Weekend Herald

Is it time to move the entire town?

- Laura Mills

An entire town and its 440 inhabitant­s could be shifted to avoid earthquake­s, flooding and landslides.

A report has found the Franz Josef Glacier township is in danger of multiple natural disasters.

The natural hazard assessment by the GNS Science institute was prepared for the West Coast Regional Council. The data suggests the chance of a major earthquake from the Alpine Fault could be as high as 50 per cent in the next 50 years, not the 27 per cent that was previously thought. The 850km- long fault ruptures on average every 330 years, at intervals ranging from 140 years to 510 years.

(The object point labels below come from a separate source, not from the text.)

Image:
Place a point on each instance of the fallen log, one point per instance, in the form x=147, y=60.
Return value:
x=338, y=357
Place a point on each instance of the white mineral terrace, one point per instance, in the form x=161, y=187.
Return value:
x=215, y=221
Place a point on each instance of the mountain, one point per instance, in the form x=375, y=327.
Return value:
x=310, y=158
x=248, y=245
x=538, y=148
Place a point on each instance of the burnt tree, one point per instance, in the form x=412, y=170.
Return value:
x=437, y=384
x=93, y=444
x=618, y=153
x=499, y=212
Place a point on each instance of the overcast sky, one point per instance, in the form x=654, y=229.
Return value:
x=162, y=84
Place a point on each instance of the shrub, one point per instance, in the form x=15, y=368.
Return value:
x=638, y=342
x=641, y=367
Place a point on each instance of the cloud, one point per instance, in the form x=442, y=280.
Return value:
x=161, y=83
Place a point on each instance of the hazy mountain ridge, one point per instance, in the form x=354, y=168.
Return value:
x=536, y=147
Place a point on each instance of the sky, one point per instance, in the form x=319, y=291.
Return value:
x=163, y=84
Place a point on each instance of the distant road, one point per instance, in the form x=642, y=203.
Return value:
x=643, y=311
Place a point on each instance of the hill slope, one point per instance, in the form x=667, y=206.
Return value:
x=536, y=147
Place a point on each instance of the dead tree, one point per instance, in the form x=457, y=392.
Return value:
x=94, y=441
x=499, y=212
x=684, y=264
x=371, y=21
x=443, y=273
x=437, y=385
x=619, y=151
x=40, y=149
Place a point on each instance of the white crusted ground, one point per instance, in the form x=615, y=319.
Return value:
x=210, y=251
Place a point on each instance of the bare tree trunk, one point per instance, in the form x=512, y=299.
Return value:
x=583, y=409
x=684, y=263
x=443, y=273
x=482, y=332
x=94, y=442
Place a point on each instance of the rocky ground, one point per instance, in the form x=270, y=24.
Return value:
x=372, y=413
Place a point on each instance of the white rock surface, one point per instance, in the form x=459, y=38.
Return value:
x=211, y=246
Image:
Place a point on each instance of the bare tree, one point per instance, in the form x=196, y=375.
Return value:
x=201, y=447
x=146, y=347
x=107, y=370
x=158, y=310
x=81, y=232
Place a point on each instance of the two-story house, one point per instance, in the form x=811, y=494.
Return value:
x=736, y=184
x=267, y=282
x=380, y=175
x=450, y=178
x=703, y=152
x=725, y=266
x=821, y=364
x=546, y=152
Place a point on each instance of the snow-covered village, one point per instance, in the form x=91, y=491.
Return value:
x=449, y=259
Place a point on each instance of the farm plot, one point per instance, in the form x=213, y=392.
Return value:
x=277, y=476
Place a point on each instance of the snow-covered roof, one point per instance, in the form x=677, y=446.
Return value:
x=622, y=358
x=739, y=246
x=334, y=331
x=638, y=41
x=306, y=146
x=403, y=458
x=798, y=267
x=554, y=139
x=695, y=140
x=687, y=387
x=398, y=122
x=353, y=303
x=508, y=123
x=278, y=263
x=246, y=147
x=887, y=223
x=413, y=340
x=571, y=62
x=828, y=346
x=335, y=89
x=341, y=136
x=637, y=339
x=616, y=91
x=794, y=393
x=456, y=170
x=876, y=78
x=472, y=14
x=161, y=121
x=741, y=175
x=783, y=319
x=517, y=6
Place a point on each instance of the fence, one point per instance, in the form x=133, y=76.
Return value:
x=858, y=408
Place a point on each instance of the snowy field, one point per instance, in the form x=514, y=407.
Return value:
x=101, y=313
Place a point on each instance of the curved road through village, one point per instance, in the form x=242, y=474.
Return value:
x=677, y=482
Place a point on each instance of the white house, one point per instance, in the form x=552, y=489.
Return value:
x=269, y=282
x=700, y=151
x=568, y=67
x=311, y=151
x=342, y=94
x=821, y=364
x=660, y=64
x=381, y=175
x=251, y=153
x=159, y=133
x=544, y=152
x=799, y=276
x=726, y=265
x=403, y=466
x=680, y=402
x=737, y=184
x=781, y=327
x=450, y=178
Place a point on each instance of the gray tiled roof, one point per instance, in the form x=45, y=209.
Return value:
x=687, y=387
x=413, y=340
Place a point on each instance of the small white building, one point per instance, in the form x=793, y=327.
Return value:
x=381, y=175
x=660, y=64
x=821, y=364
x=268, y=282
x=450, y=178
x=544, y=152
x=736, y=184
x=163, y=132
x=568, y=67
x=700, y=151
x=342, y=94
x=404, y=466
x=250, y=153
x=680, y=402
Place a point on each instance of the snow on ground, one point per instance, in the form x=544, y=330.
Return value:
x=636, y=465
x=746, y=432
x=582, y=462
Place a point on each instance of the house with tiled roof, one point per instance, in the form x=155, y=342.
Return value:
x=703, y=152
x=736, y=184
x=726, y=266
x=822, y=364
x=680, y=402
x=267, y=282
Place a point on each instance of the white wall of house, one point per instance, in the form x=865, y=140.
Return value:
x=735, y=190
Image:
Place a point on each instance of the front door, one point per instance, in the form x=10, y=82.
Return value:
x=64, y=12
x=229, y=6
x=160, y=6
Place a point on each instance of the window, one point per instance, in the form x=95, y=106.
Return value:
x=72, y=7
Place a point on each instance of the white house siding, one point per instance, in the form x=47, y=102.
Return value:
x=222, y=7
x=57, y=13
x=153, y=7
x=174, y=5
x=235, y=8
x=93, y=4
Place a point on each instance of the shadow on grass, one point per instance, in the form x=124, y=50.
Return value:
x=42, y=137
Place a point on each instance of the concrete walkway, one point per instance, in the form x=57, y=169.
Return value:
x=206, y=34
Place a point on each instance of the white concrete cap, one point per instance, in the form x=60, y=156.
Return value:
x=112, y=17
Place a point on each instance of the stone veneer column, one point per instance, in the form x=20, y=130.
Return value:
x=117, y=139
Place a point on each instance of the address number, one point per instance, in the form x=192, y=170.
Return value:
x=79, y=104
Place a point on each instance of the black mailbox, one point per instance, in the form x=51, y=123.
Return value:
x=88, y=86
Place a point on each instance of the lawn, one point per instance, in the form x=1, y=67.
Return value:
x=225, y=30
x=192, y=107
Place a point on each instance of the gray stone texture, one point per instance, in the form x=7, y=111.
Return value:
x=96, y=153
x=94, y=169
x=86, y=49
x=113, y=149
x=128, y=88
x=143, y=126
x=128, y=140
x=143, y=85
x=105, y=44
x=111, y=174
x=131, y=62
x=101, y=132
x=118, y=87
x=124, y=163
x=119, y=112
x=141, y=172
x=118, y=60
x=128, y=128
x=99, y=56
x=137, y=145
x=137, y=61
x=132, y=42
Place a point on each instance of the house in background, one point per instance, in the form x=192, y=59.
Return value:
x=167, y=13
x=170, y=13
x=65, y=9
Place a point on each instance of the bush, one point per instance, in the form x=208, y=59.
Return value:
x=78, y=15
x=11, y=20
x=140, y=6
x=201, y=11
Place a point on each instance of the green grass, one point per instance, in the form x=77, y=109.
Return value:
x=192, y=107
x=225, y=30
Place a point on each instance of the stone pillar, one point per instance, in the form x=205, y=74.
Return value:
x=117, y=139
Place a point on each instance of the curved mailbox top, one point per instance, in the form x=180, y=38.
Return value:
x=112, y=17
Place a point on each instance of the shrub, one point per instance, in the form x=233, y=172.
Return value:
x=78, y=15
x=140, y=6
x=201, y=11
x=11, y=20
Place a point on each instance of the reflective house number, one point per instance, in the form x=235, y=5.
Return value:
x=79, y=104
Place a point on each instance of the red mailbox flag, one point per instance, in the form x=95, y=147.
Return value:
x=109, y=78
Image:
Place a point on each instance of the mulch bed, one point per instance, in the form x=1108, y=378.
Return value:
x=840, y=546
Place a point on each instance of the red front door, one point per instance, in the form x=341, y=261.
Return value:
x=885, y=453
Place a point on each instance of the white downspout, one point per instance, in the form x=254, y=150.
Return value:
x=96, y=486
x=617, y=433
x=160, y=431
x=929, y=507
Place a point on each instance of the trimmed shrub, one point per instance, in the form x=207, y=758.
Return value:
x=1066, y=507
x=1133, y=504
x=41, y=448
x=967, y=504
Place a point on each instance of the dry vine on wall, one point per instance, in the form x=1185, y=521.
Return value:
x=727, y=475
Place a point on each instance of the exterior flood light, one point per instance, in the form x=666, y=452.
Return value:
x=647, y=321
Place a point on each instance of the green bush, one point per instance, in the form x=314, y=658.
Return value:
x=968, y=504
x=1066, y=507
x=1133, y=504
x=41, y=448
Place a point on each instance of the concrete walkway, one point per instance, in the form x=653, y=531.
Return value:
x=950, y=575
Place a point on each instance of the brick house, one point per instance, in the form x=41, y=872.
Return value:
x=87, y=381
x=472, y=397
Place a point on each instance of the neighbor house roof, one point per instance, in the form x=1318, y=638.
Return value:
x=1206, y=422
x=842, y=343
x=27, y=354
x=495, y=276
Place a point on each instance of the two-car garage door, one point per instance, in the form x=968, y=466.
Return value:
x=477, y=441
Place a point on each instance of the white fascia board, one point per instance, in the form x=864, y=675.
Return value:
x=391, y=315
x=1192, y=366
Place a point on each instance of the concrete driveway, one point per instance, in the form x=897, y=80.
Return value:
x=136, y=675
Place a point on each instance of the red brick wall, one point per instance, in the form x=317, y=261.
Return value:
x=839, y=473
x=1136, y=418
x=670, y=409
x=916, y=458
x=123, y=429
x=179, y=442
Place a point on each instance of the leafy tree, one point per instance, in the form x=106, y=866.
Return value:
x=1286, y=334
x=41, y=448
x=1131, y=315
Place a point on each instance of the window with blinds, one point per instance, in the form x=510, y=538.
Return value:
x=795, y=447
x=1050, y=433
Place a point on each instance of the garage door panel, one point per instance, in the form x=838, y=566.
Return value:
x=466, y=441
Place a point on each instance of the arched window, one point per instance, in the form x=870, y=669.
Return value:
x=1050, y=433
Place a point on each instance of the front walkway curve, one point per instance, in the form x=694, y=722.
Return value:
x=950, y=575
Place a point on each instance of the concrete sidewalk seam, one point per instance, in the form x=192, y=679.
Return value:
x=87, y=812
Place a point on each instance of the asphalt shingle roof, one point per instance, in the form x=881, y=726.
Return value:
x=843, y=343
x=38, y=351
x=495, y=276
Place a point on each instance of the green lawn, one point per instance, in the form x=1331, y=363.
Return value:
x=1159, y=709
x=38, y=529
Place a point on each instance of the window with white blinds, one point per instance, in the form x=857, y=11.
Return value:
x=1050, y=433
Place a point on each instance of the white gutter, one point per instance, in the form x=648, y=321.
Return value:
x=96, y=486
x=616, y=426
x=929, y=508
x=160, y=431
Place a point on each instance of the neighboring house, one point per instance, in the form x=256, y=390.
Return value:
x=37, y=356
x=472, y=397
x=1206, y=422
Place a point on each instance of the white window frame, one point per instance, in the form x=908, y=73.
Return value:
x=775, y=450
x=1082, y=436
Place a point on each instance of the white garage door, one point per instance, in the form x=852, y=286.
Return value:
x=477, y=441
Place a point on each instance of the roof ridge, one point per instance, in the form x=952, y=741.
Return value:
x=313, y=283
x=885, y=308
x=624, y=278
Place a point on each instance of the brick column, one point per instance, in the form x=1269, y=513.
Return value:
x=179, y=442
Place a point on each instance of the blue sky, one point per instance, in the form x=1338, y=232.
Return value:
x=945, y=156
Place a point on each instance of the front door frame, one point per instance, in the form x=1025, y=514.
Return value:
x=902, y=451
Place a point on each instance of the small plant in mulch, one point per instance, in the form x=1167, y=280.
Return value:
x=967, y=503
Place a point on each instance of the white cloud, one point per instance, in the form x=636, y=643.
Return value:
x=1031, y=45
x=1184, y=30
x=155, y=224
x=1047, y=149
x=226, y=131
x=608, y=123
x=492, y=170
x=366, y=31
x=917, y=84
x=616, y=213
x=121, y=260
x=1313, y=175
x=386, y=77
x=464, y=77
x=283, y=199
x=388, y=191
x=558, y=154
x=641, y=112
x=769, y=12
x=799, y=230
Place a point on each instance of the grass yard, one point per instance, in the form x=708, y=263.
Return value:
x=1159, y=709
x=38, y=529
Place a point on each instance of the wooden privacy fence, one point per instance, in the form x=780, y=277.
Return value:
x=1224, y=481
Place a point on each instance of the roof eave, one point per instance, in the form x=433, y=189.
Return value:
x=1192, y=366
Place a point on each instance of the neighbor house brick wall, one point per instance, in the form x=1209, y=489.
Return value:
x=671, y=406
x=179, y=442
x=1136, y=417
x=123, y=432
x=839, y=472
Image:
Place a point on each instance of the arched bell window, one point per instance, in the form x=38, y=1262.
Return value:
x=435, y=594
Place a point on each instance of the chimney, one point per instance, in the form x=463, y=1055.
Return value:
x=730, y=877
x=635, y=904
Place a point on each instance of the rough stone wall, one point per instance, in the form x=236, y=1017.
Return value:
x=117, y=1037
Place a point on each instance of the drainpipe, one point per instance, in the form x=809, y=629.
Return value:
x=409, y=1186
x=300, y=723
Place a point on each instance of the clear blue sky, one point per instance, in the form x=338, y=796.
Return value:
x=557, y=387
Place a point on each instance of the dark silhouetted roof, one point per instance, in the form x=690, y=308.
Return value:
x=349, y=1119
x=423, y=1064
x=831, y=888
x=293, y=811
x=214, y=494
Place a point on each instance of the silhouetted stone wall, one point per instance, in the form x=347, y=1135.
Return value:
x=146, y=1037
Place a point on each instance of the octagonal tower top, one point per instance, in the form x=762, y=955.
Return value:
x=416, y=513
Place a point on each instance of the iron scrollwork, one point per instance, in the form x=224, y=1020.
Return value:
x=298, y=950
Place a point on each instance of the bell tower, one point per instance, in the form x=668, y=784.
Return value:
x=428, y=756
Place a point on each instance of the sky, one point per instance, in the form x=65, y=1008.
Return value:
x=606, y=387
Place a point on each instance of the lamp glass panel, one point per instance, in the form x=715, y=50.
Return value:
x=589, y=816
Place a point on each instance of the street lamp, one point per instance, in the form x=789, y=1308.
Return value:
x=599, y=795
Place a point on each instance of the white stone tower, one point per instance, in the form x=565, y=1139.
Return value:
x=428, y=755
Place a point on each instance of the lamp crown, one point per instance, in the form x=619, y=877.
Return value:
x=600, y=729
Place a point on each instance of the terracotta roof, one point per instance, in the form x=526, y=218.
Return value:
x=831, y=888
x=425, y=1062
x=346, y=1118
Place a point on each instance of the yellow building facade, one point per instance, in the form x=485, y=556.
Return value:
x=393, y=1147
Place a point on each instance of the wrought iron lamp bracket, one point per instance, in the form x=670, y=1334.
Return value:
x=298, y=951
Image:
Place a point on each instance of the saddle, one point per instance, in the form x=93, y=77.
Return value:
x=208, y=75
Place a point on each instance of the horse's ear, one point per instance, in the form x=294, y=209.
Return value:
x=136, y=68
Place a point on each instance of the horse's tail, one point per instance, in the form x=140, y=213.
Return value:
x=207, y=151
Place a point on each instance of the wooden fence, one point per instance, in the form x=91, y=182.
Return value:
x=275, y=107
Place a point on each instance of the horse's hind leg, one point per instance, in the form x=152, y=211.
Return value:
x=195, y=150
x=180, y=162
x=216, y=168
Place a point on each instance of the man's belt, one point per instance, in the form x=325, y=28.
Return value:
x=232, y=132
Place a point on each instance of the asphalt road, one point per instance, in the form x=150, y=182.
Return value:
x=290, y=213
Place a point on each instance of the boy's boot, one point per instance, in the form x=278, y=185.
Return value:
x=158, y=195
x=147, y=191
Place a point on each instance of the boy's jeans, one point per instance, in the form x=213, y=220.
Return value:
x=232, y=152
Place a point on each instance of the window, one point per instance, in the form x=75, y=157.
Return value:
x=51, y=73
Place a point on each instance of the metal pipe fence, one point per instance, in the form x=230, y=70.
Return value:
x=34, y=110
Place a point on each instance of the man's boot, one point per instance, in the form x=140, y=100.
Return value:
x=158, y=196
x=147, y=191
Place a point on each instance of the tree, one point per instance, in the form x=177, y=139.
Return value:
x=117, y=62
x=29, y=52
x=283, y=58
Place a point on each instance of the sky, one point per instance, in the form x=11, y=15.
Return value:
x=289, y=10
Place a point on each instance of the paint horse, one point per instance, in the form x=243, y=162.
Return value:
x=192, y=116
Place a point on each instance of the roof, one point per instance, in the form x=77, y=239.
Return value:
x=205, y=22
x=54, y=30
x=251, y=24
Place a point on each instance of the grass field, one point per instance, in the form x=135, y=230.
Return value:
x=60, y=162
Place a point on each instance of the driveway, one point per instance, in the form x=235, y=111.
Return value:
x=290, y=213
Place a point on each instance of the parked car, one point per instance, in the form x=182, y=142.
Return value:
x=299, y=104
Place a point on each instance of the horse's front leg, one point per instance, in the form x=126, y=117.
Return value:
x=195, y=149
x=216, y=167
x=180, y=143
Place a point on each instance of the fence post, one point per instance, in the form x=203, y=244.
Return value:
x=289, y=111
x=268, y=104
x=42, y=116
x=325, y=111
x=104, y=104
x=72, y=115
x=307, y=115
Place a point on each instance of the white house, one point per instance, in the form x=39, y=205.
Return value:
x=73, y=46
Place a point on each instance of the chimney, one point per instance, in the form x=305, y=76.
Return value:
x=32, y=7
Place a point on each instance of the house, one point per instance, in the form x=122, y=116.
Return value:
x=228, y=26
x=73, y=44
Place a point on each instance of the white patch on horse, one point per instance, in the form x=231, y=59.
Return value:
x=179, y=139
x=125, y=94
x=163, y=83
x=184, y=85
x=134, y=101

The last big earthquake on the fault line was in 1717. The village straddles the Alpine Fault.

The fault could move 1- 2m vertically and up to 9m horizontal­ly at the southern end of the township. Houses would be shifted off foundation­s and there would be widespread landslides and rockfalls, some that could fall on to the town. The report also said there could be liquefacti­on.

GNS Science endorses that the town be moved 5km to 10km northwest of the fault line.

“We recommend that the council undertakes a cost- benefit analysis in considerat­ion of relocating the town of Franz Josef.”

The Waiho River, which this year flooded and destroyed the Scenic Hotel, is carrying sediment that is increasing the height of the riverbed. At the current rate the riverbed could be 4m higher in 20 years. If a one in 100- year flood then hit, it could send 1m deep floodwater­s through the township.

GNS Science recommends the north bank of the Waiho must remain protected by a floodwall. It also said the community should consider relaxing the confinemen­t of the stopbanks on the south side, and sacrificin­g farmland to allow the river to flow freely.

Catastroph­ic rock avalanches, especially in the range east of the town, could lead to a “considerab­le portion, if not the entire town, being overrun” stated the report.

GNS Science said more work was needed to understand the landslide risk. A landslide dam is another risk, whereby a dam could fill and then burst. In 1999, a dam formed in the Poerua River, near Hari Hari, and when it burst it flooded and damaged lowland native forest.

The council has referred the 70- page report to the Franz Josef natural hazards working party, but has yet to discuss the findings.